A acusação, feita em denúncia apresentada pela procuradora da República Yara da Silva Sprada, foi aceita no dia 14 de agosto pelo juiz Luiz Antônio Bonat, que assumiu a 13ª Vara Federal do Paraná após a saída de Sérgio Moro.
Segundo o Ministério Público Federal, a doleira fez as declarações que agora estão em xeque no ano de 2015, no âmbito de um inquérito que apurava a suspeita de que um grupo de delegados e advogados produziu um dossiê contrário à Lava-Jato. Esse inquérito foi arquivado em 2017, por falta de provas.
À época das declarações, Nelma estava presa e ainda não tinha fechado os termos de seu acordo de delação premiada. Ela apontou um delegado e um escrivão da PF (Polícia Federal) como supostos participantes de um conluio contra a operação. No entanto, as falas são contestadas por registros e por outras testemunhas.

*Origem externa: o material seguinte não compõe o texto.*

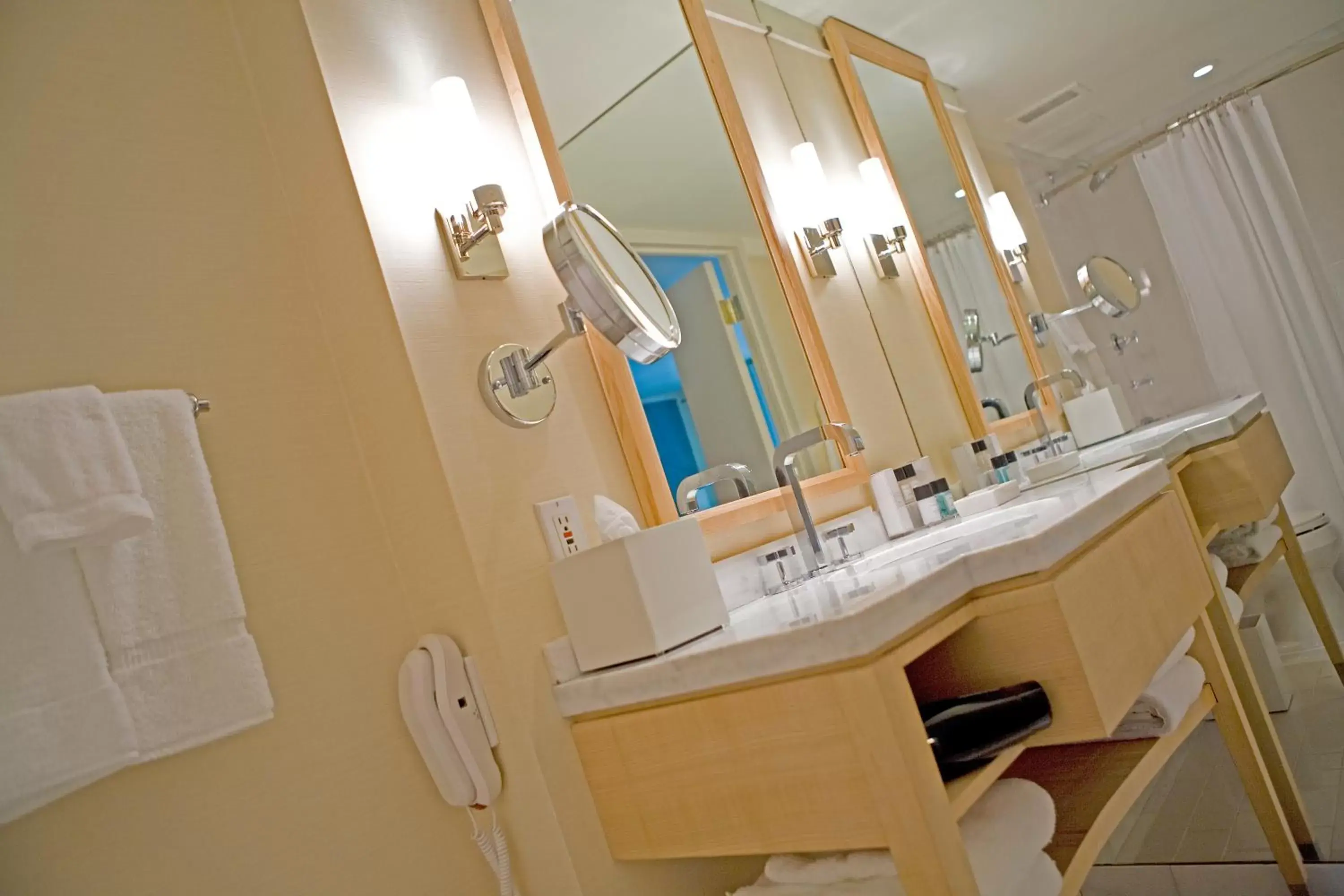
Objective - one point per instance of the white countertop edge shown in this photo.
(866, 630)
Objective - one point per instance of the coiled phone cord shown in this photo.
(495, 849)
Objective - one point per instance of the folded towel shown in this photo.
(64, 723)
(1234, 603)
(1219, 569)
(168, 603)
(830, 870)
(1004, 833)
(1164, 703)
(65, 474)
(1043, 879)
(1178, 652)
(1246, 544)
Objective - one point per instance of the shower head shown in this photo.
(1100, 178)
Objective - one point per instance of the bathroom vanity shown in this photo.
(797, 727)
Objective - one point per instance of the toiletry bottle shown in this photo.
(1006, 466)
(935, 501)
(906, 481)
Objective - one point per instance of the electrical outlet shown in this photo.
(562, 527)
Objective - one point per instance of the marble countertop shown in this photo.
(1168, 440)
(890, 591)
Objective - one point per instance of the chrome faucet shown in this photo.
(785, 472)
(689, 492)
(1029, 398)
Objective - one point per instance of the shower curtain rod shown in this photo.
(1198, 113)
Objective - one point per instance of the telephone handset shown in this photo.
(445, 708)
(449, 722)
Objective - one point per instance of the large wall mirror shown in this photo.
(621, 100)
(984, 336)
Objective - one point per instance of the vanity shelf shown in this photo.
(1246, 578)
(964, 792)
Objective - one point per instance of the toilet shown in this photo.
(1280, 601)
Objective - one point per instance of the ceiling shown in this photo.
(1132, 58)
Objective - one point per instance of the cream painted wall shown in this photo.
(1314, 144)
(378, 58)
(877, 332)
(177, 211)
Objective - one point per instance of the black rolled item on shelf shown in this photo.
(968, 732)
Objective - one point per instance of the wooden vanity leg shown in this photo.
(1237, 734)
(922, 833)
(1307, 587)
(1236, 667)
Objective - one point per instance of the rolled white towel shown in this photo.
(1219, 569)
(1164, 703)
(66, 476)
(1178, 652)
(1043, 879)
(1004, 833)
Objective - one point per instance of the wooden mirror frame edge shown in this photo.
(623, 398)
(846, 41)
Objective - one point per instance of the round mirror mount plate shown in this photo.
(522, 412)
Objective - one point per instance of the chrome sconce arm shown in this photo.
(885, 248)
(818, 242)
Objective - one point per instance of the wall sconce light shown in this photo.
(471, 240)
(816, 241)
(889, 230)
(1007, 233)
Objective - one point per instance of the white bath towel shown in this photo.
(1042, 879)
(65, 474)
(168, 603)
(1164, 703)
(1178, 652)
(64, 723)
(1004, 833)
(1219, 569)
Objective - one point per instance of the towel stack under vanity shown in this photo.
(1006, 835)
(121, 622)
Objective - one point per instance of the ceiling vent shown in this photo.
(1051, 104)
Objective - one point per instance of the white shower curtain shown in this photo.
(967, 280)
(1266, 314)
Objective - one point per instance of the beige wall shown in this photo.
(878, 332)
(1314, 146)
(177, 211)
(379, 58)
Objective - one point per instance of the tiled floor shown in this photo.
(1207, 880)
(1197, 810)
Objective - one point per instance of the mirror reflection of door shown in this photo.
(642, 142)
(936, 201)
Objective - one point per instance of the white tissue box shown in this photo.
(1100, 416)
(640, 595)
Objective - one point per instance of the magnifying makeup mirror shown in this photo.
(609, 287)
(1108, 287)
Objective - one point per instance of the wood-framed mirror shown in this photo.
(982, 328)
(627, 105)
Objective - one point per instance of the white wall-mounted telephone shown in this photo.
(445, 708)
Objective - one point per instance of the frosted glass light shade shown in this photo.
(1004, 228)
(814, 191)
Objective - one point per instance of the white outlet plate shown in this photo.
(562, 527)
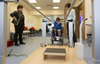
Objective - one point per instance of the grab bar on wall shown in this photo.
(72, 4)
(36, 9)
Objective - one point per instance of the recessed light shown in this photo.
(32, 1)
(38, 7)
(56, 1)
(55, 7)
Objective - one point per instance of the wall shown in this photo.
(88, 14)
(48, 12)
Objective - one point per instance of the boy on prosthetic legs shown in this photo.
(57, 29)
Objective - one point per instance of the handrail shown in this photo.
(35, 9)
(73, 2)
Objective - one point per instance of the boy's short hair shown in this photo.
(57, 19)
(19, 6)
(68, 5)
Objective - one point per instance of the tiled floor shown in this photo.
(32, 43)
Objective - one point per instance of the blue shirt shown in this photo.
(57, 26)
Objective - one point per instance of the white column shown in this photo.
(3, 31)
(71, 33)
(44, 32)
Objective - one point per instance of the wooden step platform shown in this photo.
(37, 57)
(54, 52)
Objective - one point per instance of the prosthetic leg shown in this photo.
(59, 33)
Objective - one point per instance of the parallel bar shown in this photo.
(36, 9)
(73, 2)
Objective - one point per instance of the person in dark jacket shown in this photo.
(18, 21)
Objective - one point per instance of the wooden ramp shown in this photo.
(37, 57)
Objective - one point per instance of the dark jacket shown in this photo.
(16, 14)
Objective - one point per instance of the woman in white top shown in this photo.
(71, 17)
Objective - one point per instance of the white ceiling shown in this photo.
(43, 4)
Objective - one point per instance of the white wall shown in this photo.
(88, 14)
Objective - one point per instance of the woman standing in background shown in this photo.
(18, 21)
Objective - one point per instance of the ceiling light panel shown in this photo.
(56, 1)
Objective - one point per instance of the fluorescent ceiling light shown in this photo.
(32, 1)
(38, 7)
(55, 7)
(56, 1)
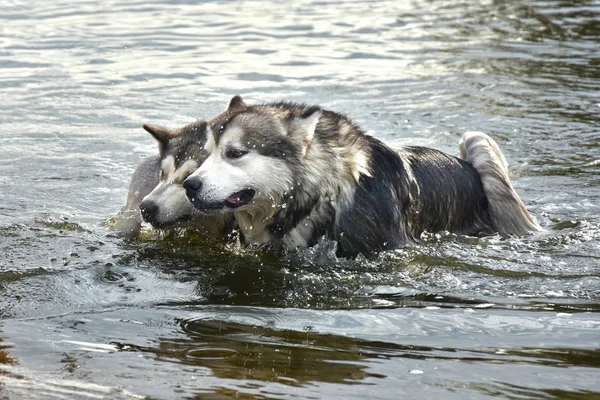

Em 15 de abril de 2015, chamada a testemunhar no inquérito, Nelma reconheceu uma fotografia do delegado da PF Rivaldo Venâncio e disse que, quando Youssef estava preso, em 2014, o delegado “constantemente frequentava o corredor em frente às celas de Alberto Youssef, mantendo contato com o mesmo”.
Convocada a se manifestar em 2016, ela repetiu a afirmação e disse que não podia afirmar “precisamente o número de vezes que tais encontros ocorreram, mas foi mais de uma vez” e que acreditava “que tenha sido uma conversa sobre amenidades, pelas risadas que ouviu”.
O delegado Rivaldo entrou com uma representação contra Nelma. No documento, apontou que havia um único registro de entrada dele no local, em meio a uma inspeção realizada pelo Ministério Público Federal, na qual estava acompanhado por procuradores e por agentes da polícia.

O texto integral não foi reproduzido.